“Sogna… ragazzo sogna” è il carro vincitore dell’edizione 2026 della Festa dei Fiori di Acireale

acireale fiori

Si chiude con partecipazione, emozione e un centro storico gremito, l’edizione 2026 della Festa dei Fiori di Acireale. La giornata conclusiva di domenica 3 maggio ha confermato il forte richiamo della manifestazione, con migliaia di persone lungo il circuito per l’ultimo appuntamento con i carri infiorati.
Protagonisti assoluti, ancora una volta, i carri, che hanno sfilato tra applausi e attenzione, offrendo al pubblico uno spettacolo fatto di dettagli, colore e significato.
A conquistare il primo posto è stato il carro infiorato: “Sogna ragazzo sogna”, dell’associazione culturale Urso che ha saputo distinguersi per impatto visivo, forza del messaggio: un invito potente a non smettere mai di credere nei propri sogni.

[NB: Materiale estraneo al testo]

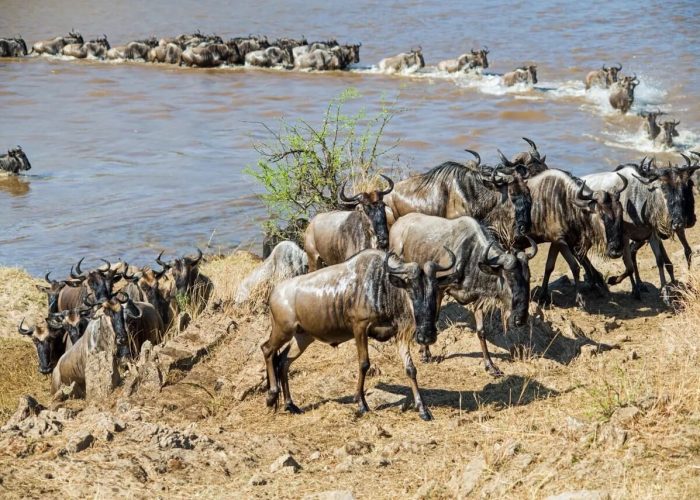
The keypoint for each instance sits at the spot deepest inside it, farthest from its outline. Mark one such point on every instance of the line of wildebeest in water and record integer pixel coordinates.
(381, 264)
(207, 51)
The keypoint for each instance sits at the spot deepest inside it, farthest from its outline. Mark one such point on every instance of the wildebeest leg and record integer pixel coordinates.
(544, 297)
(277, 339)
(411, 372)
(656, 247)
(360, 335)
(296, 348)
(575, 270)
(488, 363)
(686, 247)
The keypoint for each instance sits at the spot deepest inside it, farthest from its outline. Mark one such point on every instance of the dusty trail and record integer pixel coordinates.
(605, 401)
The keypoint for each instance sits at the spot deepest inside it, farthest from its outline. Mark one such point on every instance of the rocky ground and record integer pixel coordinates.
(603, 403)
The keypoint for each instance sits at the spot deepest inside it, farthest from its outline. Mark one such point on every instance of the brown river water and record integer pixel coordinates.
(131, 158)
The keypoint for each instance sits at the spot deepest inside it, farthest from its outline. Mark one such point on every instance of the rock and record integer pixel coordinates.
(101, 375)
(285, 463)
(574, 425)
(465, 480)
(257, 480)
(580, 495)
(425, 490)
(331, 495)
(27, 407)
(626, 414)
(79, 442)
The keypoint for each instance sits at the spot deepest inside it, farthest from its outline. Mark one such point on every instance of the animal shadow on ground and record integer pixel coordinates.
(619, 304)
(540, 338)
(513, 390)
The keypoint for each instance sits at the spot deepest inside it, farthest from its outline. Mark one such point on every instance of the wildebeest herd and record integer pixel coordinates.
(467, 230)
(84, 310)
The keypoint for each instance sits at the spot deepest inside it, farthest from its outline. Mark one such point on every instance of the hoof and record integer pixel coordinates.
(293, 409)
(425, 414)
(494, 371)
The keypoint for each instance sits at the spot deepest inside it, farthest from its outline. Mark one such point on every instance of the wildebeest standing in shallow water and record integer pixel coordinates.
(15, 161)
(364, 297)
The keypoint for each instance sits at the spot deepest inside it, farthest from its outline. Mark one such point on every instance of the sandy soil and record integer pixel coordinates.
(605, 403)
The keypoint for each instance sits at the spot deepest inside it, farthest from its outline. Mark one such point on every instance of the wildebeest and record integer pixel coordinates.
(365, 297)
(486, 276)
(524, 74)
(526, 163)
(188, 281)
(54, 46)
(603, 77)
(667, 133)
(95, 284)
(334, 237)
(657, 203)
(169, 52)
(15, 161)
(270, 57)
(49, 343)
(407, 62)
(622, 93)
(471, 60)
(96, 49)
(12, 47)
(206, 56)
(574, 219)
(499, 200)
(107, 324)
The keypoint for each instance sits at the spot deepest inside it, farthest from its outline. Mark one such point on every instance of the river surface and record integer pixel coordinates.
(129, 159)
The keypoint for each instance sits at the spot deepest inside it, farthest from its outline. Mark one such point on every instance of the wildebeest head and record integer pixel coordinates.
(73, 322)
(422, 285)
(607, 205)
(513, 185)
(479, 58)
(514, 269)
(676, 184)
(611, 73)
(117, 309)
(184, 271)
(20, 157)
(670, 131)
(373, 207)
(99, 281)
(47, 342)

“Sogna ragazzo sogna” racconta il cammino dei giovani di oggi, sospesi tra ostacoli, paure e desideri. Da un grande libro aperto prendono vita simboli intensi e profondi: il lupo, immagine delle difficoltà, delle porte chiuse e delle ingiustizie; il leone, emblema del coraggio, della forza interiore e della determinazione a non arrendersi. Al centro del racconto cammina il Piccolo Principe, simbolo di ogni ragazzo che continua a sognare nonostante tutto, guidato dalla luce di una ballerina in un carillon, metafora di speranza, bellezza e rinascita.

Intorno, i mulini a vento evocano le sfide che sembrano impossibili, ma anche la forza di lottare per ciò in cui si crede. Un carro che è poesia, emozione e messaggio universale: anche nei momenti più difficili, i sogni restano la forza più grande per costruire il futuro.

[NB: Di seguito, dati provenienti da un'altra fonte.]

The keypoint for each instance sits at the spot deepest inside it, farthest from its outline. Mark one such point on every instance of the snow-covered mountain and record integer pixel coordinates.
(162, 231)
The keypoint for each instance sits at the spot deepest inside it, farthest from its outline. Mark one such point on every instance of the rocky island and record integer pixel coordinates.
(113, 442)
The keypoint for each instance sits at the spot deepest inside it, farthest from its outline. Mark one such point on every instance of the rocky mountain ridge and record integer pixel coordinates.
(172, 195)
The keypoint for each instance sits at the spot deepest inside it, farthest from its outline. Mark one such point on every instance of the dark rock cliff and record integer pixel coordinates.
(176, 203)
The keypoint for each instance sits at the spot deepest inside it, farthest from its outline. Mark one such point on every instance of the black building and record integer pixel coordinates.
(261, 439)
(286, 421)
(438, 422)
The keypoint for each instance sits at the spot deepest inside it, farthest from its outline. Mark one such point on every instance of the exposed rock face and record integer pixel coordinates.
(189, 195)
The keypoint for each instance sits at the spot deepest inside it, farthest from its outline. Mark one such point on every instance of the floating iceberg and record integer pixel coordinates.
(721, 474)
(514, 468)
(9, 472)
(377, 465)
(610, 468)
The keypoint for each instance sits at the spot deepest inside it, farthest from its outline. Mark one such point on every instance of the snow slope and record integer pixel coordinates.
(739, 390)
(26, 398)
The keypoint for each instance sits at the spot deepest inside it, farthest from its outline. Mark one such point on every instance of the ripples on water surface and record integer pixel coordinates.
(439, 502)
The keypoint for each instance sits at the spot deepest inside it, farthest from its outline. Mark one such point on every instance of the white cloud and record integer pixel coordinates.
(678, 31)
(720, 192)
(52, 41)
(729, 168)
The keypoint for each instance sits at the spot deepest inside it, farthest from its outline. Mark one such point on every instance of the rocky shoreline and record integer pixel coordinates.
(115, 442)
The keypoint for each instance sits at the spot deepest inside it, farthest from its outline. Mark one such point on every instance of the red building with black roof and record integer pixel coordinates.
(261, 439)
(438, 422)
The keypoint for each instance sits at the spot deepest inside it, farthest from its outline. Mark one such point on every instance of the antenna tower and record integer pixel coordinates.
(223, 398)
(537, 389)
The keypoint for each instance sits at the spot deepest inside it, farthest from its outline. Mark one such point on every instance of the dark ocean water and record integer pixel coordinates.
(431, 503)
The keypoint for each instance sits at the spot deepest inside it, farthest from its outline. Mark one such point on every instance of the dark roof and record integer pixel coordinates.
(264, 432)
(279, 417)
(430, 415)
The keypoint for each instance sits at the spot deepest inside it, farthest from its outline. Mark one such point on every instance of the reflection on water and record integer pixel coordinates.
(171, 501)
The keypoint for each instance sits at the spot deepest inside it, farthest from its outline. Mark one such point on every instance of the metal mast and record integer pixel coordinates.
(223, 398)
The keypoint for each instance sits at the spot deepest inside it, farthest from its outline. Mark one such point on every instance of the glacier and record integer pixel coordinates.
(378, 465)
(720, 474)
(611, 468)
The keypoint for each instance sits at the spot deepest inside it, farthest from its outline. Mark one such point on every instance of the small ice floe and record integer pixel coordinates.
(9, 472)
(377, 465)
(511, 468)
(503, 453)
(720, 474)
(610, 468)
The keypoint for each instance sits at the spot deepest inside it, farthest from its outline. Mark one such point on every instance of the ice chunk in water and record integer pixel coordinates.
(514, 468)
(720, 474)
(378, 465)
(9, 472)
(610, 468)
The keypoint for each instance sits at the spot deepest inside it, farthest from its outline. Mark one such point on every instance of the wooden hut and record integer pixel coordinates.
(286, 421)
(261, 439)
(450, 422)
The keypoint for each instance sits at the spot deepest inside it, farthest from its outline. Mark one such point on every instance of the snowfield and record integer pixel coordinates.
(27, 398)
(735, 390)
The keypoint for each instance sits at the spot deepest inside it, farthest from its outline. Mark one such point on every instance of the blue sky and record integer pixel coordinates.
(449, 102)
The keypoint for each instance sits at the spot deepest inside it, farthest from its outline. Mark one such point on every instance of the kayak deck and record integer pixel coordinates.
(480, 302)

Nel corso della giornata, il centro storico ha continuato a vivere tra artisti di strada, musica e appuntamenti diffusi con “A Chiazza Off”, mentre gli spettacoli di opera dei pupi hanno riportato in scena una delle tradizioni più radicate del territorio.

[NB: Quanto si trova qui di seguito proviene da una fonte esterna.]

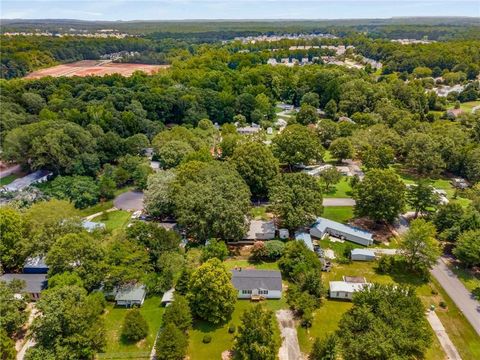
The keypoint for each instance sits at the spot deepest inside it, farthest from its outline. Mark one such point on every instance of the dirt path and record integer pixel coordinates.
(447, 345)
(290, 350)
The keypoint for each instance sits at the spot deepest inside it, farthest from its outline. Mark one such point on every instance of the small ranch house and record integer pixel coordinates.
(362, 255)
(346, 288)
(257, 283)
(324, 226)
(130, 295)
(260, 230)
(34, 283)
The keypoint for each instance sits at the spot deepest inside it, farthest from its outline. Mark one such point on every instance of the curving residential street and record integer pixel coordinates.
(458, 293)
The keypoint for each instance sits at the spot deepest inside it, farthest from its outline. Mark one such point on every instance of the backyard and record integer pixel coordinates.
(114, 317)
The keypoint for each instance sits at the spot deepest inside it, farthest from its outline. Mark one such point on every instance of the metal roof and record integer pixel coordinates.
(365, 252)
(26, 181)
(131, 293)
(305, 238)
(322, 224)
(34, 283)
(257, 279)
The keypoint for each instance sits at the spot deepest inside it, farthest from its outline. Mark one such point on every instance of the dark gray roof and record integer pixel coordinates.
(34, 283)
(257, 279)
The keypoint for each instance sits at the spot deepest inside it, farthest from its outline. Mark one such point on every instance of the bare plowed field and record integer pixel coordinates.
(94, 67)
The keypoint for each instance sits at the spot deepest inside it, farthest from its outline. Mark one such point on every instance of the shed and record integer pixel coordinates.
(260, 230)
(20, 184)
(35, 265)
(168, 297)
(130, 295)
(305, 238)
(34, 283)
(324, 226)
(265, 283)
(362, 255)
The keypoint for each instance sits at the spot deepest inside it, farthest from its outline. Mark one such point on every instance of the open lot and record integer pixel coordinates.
(94, 67)
(114, 317)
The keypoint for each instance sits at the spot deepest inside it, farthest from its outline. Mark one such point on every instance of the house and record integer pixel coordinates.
(91, 226)
(20, 184)
(35, 265)
(324, 226)
(255, 283)
(34, 283)
(130, 295)
(362, 255)
(305, 238)
(168, 297)
(346, 288)
(260, 230)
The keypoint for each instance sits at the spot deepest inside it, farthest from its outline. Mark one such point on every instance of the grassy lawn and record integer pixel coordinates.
(338, 213)
(114, 317)
(459, 330)
(221, 339)
(8, 179)
(469, 280)
(114, 219)
(340, 190)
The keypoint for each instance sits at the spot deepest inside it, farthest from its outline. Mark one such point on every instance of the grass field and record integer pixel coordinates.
(114, 317)
(8, 179)
(338, 213)
(342, 189)
(114, 219)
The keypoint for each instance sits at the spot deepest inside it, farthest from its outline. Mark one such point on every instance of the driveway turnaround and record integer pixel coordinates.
(290, 350)
(338, 202)
(447, 345)
(130, 201)
(459, 294)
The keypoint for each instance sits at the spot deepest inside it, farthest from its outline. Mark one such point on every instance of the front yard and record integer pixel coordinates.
(114, 317)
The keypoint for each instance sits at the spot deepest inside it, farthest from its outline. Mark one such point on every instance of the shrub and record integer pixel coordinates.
(207, 339)
(134, 326)
(274, 249)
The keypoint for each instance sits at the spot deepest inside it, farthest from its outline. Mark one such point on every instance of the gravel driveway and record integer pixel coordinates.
(130, 201)
(290, 350)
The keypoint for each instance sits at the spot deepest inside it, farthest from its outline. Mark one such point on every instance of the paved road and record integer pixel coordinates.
(131, 200)
(442, 336)
(290, 350)
(459, 294)
(338, 202)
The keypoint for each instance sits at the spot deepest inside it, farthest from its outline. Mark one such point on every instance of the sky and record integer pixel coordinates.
(232, 9)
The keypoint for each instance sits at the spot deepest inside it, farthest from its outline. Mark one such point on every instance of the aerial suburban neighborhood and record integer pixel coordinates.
(239, 189)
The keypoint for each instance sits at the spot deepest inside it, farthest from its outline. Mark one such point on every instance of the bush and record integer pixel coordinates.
(134, 326)
(207, 339)
(274, 249)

Nel pomeriggio, l’ultima sfilata ha accompagnato il pubblico verso il momento più atteso: la premiazione del concorso, che ha sancito il lavoro e l’impegno delle associazioni coinvolte. La graduatoria che ha fatto “tremare” le associazioni dei maestri infioratori è stata snocciolata dal Palazzo di Città dal direttore del circuito e “Voce” del Carnevale di Acireale, Giulio Vasta.

Gran finale anche per gli spettacoli musicali, in piazza Duomo con “BeatleStory – The Fabulous Tribute Show”, che ha trasformato ancora una volta il cuore della città in uno spazio di musica e condivisione. Uno spettacolo live multimediale che ha ripercorso tutta la storia dei Beatles, dal 1962 al 1970.

«La Festa dei Fiori oggi ha una propria identità chiara e riconoscibile, costruita attorno ai carri infiorati, che ne rappresentano il cuore e la forza – ha dichiarato il presidente della Fondazione Carnevale di Acireale, Giuseppe Sardo – Negli anni questo appuntamento è cresciuto fino a diventare una manifestazione sempre più riconosciuta, capace di ritagliarsi un posto tra gli eventi più significativi del panorama siciliano.
Il merito è delle associazioni e degli artigiani che con il loro lavoro, hanno elevato la qualità delle opere e dato continuità a una tradizione che oggi parla a un pubblico sempre più ampio».

«Questi giorni hanno restituito un’immagine forte di Acireale: una città viva, partecipata, capace di organizzare eventi di qualità e di attrarre pubblico – ha dichiarato il sindaco di Acireale, Roberto Barbagallo – La Festa dei Fiori è ormai un appuntamento centrale del nostro calendario, che cresce ogni anno e contribuisce in maniera concreta alla vitalità del centro storico e all’immagine della città».

«La manifestazione conferma un percorso chiaro di valorizzazione turistica – ha aggiunto l’assessore al Turismo Enzo Di Mauro – La qualità dell’offerta, la risposta del pubblico e il livello degli eventi dimostrano che Acireale è sempre più riconosciuta come destinazione capace di proporre iniziative strutturate e attrattive, con una visione che guarda alla continuità e allo sviluppo». Si chiude così l’edizione 2026 della Festa dei Fiori, che conferma la crescita della manifestazione e rafforza il ruolo dei carri infiorati come espressione distintiva della città.